A lesser known similar example is the formation in 1999 of the Canadian Union of Skilled Workers which formed when Local 1788 of the International Brotherhood of Electrical Workers (IBEW) broke away from its parent union because of differences in approach. The IBEW was concerned with the size and influence of Local 1788 which represented workers at Ontario Hydro. It began to take actions to shift jurisdiction for the Ontario Hydro work to other IBEW locals in order to reduce the size of 1788 and bring them “under control”.
Local 1788 leadership was also driven by philosophical differences with respect to how the International was managed. Local 1788 believed, and continue to advocate today, for more democratic structures that place decision making in the hands of the members. Today CUSW remains a relatively small Canadian union with approximately 4500 members nationally, representing primarily electricians but is a multi-trades union. It maintains minimal staffing, and has a member elected Board of Directors in order to ensure that the members have the dominant voice in terms of administration and policy direction.

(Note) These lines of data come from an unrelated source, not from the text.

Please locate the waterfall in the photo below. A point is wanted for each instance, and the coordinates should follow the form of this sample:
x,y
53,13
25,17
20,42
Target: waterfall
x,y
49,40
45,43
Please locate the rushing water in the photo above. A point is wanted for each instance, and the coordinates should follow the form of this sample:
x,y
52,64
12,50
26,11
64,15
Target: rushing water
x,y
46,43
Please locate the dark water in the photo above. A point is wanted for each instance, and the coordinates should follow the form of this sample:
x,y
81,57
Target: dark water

What we are proposing is for the provincial and federal governments to come together to discuss whether or not these and other examples of Canadian labour organizations ought to be the models for developing a set of guiding principles to help facilitate a strong labour movement that truly represents the interests of Canadian workers and only Canadian workers.
We envision a few simple principles including regulations that ensure decision-making resides with the Canadian labour organizations and immune to foreign influences. We also suggest that while unions (and other organizations for that matter) may have legitimate reasons to affiliate with international organizations, in the interests of Canadian workers there ought to be upper limits to how much of their dues are paid to international entities and are therefore divorced from their interests.
Why is this important? Unions like Unifor and CUSW and other Canadian unions must be recognized stakeholders who can help our country achieve the economic goals we need to pursue to diversify our risk, address the productivity gap and to create sustainable economic stability.
Our previous article about these proposed changes garnered a lot of attention and little commentary. So, we believe it is important to press the idea matter a little further to see if there is any interest amongst stakeholders to lobby for change. What do you think?